El photocall de entrada, mal como casi siempre; aparte de estar demasiado cerca -los grupos no cabían-, Mr Estúpido jerifalte de la unión de actores se empeñaba en salir en todas las fotos como si fuera un semidiós; oiga, a ver si estamos a lo que estamos eh, la foto oficial vale, pero luego se quita… pero no. Al final tuvimos que bajar las cámaras cada vez que se ponía hasta que pillo la indirecta, pero le costo. Y aparte de eso lo mismo de siempre, mucha gente, poco sitio, dos paneles, cámaras que se ponían con las teles y teles con las cámaras… vamos, cada año peor que el anterior. Y el nivel de los invitados... mejor ni hablar.
Pero lo peor, lo que roza el absurdo y consigue sorprender a quienes hemos visto muchas cosas, ocurrió dentro de la sala. Aparte de que nos hicieron pasar con la gala ya empezada -es decir, a oscuras-, el tema era… como lo diría. Una mierda.
Y mira que la cosa tenia buena pinta eh, un escenario tipo obra de teatro con una baño de luz bastante intenso y con mucho colorido… pues no. En cuanto empezó el tema vimos como eran en realidad las cosas.
Para empezar los iluminadores debían de ser monos sin brazos, en un momento metían luz de tungsteno -amarilla- y al siguiente cañón de luz -blanca- con lo cual la foto te cambia de color una si y otra también. Además los tíos de los cañones seguían a los ganadores con el culo y muchas veces los dejaban a oscuras. Y cuando conseguían pillarles… contrastes bestiales o simplemente habia tan poca luz que salian fotos trepidadas.
Pero no quedo ahí la cosa… los premios… casi todos de espaldas, el atril, con el logo de la unión enorme y encima plateado brillante ¡tapaba los premios!... y los micros, Ay los micros… en mitad de la cara. Entre mal y fatal. Todos los gestos bonitos, echados a perder.
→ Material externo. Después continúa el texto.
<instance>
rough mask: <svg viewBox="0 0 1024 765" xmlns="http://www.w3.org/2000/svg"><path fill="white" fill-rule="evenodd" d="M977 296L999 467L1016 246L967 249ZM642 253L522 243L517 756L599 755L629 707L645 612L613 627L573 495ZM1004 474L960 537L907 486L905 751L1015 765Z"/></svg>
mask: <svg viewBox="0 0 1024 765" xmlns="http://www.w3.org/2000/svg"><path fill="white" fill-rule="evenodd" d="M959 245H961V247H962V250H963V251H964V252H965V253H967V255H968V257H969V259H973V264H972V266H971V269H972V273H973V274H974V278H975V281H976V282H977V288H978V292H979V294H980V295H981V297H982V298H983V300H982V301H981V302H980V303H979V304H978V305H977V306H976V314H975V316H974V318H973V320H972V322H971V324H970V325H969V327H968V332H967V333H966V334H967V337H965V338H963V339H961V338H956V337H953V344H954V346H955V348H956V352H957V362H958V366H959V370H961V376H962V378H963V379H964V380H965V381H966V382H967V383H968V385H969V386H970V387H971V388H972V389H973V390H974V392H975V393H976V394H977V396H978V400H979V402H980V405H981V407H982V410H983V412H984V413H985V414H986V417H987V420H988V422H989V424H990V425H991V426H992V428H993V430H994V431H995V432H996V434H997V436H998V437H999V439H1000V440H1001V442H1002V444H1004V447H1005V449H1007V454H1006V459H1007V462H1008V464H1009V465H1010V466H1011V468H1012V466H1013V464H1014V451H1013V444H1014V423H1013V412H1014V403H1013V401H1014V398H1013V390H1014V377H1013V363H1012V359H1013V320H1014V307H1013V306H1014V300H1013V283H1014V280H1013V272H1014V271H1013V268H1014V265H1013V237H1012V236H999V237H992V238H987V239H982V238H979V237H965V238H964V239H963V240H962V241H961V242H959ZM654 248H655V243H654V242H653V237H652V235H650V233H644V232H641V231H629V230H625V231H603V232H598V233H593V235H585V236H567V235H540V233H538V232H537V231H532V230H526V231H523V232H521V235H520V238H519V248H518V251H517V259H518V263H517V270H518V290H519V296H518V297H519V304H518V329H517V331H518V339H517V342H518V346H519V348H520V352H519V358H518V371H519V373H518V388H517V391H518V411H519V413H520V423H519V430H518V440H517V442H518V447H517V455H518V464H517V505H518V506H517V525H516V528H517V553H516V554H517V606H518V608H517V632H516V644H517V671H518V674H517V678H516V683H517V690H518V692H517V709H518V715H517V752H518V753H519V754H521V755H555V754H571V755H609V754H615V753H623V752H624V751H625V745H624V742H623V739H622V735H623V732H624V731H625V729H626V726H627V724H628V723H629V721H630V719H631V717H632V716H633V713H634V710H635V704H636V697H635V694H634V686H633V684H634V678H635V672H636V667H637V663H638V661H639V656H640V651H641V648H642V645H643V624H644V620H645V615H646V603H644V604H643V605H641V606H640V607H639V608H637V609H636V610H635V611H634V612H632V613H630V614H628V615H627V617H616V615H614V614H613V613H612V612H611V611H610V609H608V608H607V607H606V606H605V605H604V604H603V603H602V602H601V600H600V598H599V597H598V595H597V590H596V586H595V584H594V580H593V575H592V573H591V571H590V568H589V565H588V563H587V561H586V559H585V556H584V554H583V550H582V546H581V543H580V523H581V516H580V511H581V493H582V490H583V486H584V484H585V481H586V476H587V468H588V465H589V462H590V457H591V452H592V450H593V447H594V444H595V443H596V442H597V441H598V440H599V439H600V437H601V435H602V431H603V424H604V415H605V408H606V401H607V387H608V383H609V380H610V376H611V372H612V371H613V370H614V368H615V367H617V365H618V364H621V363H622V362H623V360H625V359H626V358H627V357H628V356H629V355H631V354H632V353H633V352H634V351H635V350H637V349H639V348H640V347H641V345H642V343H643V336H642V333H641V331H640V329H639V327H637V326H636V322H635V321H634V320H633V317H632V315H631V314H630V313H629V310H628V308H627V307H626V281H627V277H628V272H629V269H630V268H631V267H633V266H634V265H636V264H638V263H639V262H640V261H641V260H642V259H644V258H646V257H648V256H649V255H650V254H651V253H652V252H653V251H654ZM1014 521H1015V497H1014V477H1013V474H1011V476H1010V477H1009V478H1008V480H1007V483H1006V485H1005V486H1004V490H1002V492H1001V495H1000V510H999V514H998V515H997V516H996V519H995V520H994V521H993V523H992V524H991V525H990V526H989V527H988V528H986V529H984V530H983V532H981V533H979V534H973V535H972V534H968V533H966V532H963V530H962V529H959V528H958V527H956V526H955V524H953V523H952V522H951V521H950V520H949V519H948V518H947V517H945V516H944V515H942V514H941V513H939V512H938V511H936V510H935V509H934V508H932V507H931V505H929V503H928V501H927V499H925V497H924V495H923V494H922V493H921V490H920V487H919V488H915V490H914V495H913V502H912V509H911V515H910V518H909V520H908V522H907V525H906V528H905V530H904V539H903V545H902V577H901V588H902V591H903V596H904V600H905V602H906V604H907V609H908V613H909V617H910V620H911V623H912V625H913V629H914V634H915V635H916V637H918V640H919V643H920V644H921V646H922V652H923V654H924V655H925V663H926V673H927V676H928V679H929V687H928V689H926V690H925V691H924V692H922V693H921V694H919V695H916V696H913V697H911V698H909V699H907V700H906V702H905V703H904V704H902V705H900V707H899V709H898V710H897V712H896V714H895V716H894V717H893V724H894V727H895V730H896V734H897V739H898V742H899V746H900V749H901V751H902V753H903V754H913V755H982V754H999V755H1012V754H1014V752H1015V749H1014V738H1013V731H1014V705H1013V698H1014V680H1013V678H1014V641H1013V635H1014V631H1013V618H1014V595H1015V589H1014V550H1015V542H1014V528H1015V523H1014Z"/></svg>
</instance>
Algo se hizo, pero nada del otro mundo.
Y la foto de familia, mejor ni hablamos, aparte de que Pilar Rubio, la ojazos de La Sexta se coló en el Photocall, faltaron webo de premiados, otros se escaquearon, otros que mejor no debían estar, estaban, y la Ministra paso de largo sin que nadie la dijera nada.
Una chapuza. Otra más.

2 comentarios:

Anónimo dijo...

EDUUUU QUEREMOS UNA FOTO DE LA CAÑI EN CONDICIONEEEEEEES

Anónimo dijo...

Menos mal que era de un evento de gente que "vive" del publico,que era publico, y encaminado a darse a conocer y mejorar su imagen... ¡en fin!